As fighting continues, EUFOR begins the delicate task of carrying out its narrow mandate despite pressure from all sides.

In the days preceding the June attacks, the rebels announced that they would call off their planned campaign if the EU would broker talks with President Idriss Deby.

And in a televised address on Monday Deby said EUFOR, by declining to engage the rebels, was essentially was "cooperating with the invaders." Deby said rebels had stolen aid groups’ supplies while the peacekeepers deliberately looked the other way.

EU foreign policy chief Javier Solana quickly rejected Deby’s accusations. He stressed that EUFOR’s sole mandate was to protect refugees and aid workers.

Deby’s administration later appeared to back away from its anti-EUFOR rhetoric. Chad’s interior minister affirmed EUFOR’s mission. "Secure the camps, secure the humanitarians around the camps – that is their sole mission," Ahmat Mahamat Bachir said. "The defence of our country is our business."

EUFOR spokesman Jean Axelos, a French army colonel, says that EUFOR’s mission is widely misunderstood – even by the aid groups that the force protects. He says every aid group wants something different from EUFOR. "Some want us close, others want us far away."

He says that for practical reasons, EUFOR will consider a mix of tactics.
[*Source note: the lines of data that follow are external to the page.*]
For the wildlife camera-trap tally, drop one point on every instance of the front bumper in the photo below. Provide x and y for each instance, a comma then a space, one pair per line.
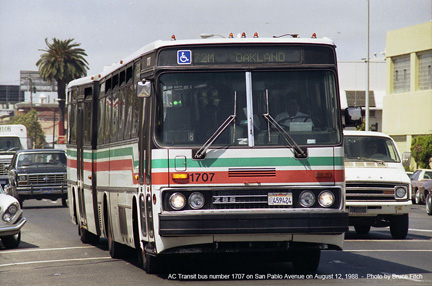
12, 229
378, 208
331, 222
34, 191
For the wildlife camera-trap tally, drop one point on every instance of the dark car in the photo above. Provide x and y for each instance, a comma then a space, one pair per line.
38, 174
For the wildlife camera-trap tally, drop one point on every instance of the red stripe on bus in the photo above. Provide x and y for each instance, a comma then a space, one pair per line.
289, 176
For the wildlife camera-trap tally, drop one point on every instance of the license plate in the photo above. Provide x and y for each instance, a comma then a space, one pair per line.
279, 199
358, 210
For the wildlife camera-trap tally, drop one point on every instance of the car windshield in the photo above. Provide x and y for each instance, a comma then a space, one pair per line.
193, 107
363, 148
36, 159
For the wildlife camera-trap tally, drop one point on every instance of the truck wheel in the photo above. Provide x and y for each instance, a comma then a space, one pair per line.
429, 204
399, 226
362, 229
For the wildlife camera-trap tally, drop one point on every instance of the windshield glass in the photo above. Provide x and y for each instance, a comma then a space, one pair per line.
10, 143
192, 106
304, 103
362, 148
36, 159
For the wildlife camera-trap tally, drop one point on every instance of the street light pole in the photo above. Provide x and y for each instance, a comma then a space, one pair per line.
367, 72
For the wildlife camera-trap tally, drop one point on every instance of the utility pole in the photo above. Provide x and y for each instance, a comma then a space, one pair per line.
367, 72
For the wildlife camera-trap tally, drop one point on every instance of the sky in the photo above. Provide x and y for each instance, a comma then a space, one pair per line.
110, 30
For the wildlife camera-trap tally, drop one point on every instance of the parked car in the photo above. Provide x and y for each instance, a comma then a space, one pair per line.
420, 177
11, 220
38, 174
378, 190
427, 192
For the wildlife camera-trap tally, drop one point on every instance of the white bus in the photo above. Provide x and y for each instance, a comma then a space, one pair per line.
190, 146
12, 138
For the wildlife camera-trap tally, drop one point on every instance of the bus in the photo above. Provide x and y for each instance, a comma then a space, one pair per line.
211, 146
13, 137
This apparently includes air patrols, which can cover a lot of terrain fast, in addition to the usual convoy escorts by ground troops.

Aid groups have been critical of EUFOR in the past. Most groups work hard to maintain an appearance of neutrality in conflicts. But these days few aid agencies will travel in eastern Chad without some kind of armed escort, whether Chadian army or EUFOR. Aid workers generally consider the EU force the more reliable of the two, since it is exclusively dedicated to humanitarian protection, whereas the Chadian army is increasingly focused on combating the rebels.

But with just 3,100 soldiers on the ground at present -– only 1,200 of whom actively patrol -– and tens of thousands of square miles of terrain to cover, EUFOR can’t be everthing to every aid group, nor can it provide a direct escort for every convoy. "We’d need ten EUFORs with ten mandates," Axelos says.

Despite the seeming détente over EUFOR’s mission achieved on Tuesday, Chad’s war of words escalated on other fronts. On Tuesday the government issued a statement accusing Sudan of openly attacking the Chadian border town of Ade with troops and helicopters.

"Khartoum has finally thrown off its mask," the statement read, referring to N’Djamena’s long-standing allegation that Sudan supplies, arms and harbors rebel groups conducting attacks in Chad.

Khartoum has denied the allegations -– and has fired back with some of its own. The Sudanese government has accused Chad of backing the Justice and Equality Movement rebel group, which in May attacked Khartoum. Chad and Sudan severed diplomatic ties in the wake of the attack.